Intuitively, if the query point is farther from the original training distribution represented by D, CNML will be able to more easily adapt to any arbitrary label in \mathcal{C}_1, …, \mathcal{C}_k, making the resulting predictions closer to uniform. In this way, CNML is able to produce better calibrated predictions, and maintain a clear notion of uncertainty based on which data point is being queried.

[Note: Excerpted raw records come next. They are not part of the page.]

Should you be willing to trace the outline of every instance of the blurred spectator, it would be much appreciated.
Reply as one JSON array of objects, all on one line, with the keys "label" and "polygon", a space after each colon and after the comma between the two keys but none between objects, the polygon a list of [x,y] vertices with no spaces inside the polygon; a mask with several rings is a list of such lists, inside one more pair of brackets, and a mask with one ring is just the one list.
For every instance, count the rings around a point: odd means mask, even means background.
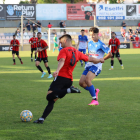
[{"label": "blurred spectator", "polygon": [[41,22],[37,22],[37,30],[38,30],[38,32],[40,32],[41,33],[41,27],[42,27],[42,25],[41,25]]},{"label": "blurred spectator", "polygon": [[20,36],[20,30],[19,30],[19,28],[17,28],[17,30],[15,32],[15,36]]},{"label": "blurred spectator", "polygon": [[136,35],[135,40],[136,40],[136,41],[139,41],[139,37],[138,37],[138,35]]},{"label": "blurred spectator", "polygon": [[[21,22],[20,22],[19,26],[20,26],[20,30],[21,30]],[[25,32],[25,24],[23,23],[23,33],[24,32]]]},{"label": "blurred spectator", "polygon": [[122,23],[122,27],[123,27],[123,29],[126,31],[126,23],[123,21],[123,23]]},{"label": "blurred spectator", "polygon": [[130,41],[135,41],[134,37],[132,34],[130,34],[130,37],[129,37]]},{"label": "blurred spectator", "polygon": [[132,27],[129,28],[129,34],[131,34],[133,32]]},{"label": "blurred spectator", "polygon": [[120,31],[121,31],[121,35],[122,35],[122,34],[123,34],[123,32],[124,32],[123,27],[121,27]]},{"label": "blurred spectator", "polygon": [[140,22],[138,23],[138,26],[140,27]]},{"label": "blurred spectator", "polygon": [[33,32],[35,32],[35,30],[36,30],[36,24],[35,23],[32,23],[32,30],[33,30]]},{"label": "blurred spectator", "polygon": [[140,29],[139,29],[139,27],[137,27],[137,29],[136,29],[136,34],[140,34]]},{"label": "blurred spectator", "polygon": [[48,24],[48,28],[51,28],[52,27],[52,24],[49,22],[49,24]]},{"label": "blurred spectator", "polygon": [[31,24],[30,24],[29,20],[26,23],[26,28],[27,28],[27,31],[30,31],[31,30]]},{"label": "blurred spectator", "polygon": [[136,37],[135,31],[133,31],[132,36],[133,36],[134,38]]}]

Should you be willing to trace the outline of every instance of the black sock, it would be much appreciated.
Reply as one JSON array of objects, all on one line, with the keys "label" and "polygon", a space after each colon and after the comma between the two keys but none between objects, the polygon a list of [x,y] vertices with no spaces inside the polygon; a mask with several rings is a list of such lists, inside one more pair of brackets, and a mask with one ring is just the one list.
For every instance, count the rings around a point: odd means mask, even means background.
[{"label": "black sock", "polygon": [[38,68],[38,70],[40,70],[41,72],[43,72],[42,68],[38,65],[36,66]]},{"label": "black sock", "polygon": [[50,70],[50,67],[46,67],[47,71],[49,74],[51,74],[51,70]]},{"label": "black sock", "polygon": [[20,62],[21,62],[21,58],[18,58],[19,60],[20,60]]},{"label": "black sock", "polygon": [[51,113],[51,111],[53,110],[53,106],[54,106],[55,101],[49,101],[48,105],[46,106],[43,115],[41,118],[44,118],[44,120],[46,119],[46,117]]},{"label": "black sock", "polygon": [[13,62],[15,63],[15,59],[13,59]]},{"label": "black sock", "polygon": [[114,65],[114,60],[111,60],[111,66],[113,66]]},{"label": "black sock", "polygon": [[119,60],[120,64],[122,65],[122,60]]}]

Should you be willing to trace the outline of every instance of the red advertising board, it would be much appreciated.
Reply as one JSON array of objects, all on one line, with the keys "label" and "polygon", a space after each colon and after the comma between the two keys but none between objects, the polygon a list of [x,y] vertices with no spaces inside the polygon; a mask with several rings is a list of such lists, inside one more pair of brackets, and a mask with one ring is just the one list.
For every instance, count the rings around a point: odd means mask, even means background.
[{"label": "red advertising board", "polygon": [[67,4],[67,20],[93,20],[95,4]]},{"label": "red advertising board", "polygon": [[133,48],[140,48],[140,42],[133,42]]}]

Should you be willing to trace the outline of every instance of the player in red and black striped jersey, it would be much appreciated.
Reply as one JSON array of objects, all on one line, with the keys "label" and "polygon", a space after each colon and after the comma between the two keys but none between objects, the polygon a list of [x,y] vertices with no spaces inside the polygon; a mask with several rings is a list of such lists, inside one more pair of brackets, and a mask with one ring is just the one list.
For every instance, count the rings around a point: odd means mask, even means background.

Leveraging CNML-based classifiers for Reward Inference

Given the above background on CNML as a means to produce better calibrated classifiers, it becomes clear that this provides us a straightforward way to address the overconfidence problem with classifier based rewards in outcome driven RL. By replacing a standard maximum likelihood classifier with one trained using CNML, we are able to capture a notion of uncertainty and obtain directed exploration for outcome driven RL. In fact, in the discrete case, CNML corresponds to imposing a uniform prior on the output space — in an RL setting, this is equivalent to using a count-based exploration bonus as the reward function. This turns out to give us a very appropriate notion of uncertainty in the rewards, and solves many of the exploration challenges present in classifier based RL.

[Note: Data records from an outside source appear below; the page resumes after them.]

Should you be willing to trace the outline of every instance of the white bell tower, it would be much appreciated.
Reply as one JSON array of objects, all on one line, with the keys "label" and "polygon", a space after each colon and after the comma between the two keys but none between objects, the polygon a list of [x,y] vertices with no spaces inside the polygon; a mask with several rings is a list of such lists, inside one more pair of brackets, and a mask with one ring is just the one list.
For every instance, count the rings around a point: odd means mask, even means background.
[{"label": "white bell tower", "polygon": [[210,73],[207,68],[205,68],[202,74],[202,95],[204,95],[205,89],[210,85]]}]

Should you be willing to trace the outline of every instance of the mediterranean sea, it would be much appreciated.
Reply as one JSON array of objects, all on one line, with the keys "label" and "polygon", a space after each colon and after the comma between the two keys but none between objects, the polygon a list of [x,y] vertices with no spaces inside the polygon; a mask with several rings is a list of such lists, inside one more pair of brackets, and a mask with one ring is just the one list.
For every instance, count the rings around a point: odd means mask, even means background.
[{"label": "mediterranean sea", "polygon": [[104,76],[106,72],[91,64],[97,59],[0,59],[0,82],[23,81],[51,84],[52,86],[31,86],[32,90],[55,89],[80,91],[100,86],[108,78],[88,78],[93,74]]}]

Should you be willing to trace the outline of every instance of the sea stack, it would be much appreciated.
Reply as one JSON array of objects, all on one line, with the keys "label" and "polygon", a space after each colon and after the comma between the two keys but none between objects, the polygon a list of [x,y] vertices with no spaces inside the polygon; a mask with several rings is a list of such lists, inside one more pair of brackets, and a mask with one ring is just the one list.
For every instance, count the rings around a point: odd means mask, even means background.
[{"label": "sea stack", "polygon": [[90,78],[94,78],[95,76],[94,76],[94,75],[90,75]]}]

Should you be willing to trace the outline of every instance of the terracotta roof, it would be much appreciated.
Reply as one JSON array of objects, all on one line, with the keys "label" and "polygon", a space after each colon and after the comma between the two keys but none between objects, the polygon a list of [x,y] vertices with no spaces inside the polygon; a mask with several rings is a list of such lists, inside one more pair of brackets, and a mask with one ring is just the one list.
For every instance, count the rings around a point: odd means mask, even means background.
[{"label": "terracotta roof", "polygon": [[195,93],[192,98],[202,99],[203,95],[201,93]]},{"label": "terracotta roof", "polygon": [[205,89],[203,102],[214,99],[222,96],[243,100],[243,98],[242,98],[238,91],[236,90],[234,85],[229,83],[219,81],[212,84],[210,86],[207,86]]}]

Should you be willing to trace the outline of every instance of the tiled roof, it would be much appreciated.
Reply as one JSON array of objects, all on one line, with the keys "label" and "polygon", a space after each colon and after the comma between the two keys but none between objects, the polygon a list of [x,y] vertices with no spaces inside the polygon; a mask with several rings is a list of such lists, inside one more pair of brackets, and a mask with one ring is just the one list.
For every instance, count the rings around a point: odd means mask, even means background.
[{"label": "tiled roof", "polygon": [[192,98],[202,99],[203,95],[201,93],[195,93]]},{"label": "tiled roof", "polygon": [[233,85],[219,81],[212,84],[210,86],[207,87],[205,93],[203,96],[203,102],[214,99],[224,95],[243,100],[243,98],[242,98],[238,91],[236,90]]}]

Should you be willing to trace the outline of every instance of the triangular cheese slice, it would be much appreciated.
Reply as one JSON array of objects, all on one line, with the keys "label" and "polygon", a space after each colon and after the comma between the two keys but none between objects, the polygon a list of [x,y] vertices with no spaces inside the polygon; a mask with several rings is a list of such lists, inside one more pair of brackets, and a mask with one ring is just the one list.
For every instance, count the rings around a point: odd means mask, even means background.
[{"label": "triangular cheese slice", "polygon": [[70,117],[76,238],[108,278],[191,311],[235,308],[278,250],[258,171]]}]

However, we don’t usually operate in the discrete case. In most cases, we use expressive function approximators and the resulting representations of different states in the world share similarities. When a CNML based classifier is learned in this scenario, with expressive function approximation, we see that it can provide more than just task agnostic exploration. In fact, it can provide a directed notion of reward shaping, which guides an agent towards the goal rather than simply encouraging it to expand the visited region naively. As visualized below, CNML encourages exploration by giving optimistic success probabilities in less-visited regions, while also providing better shaping towards the goal.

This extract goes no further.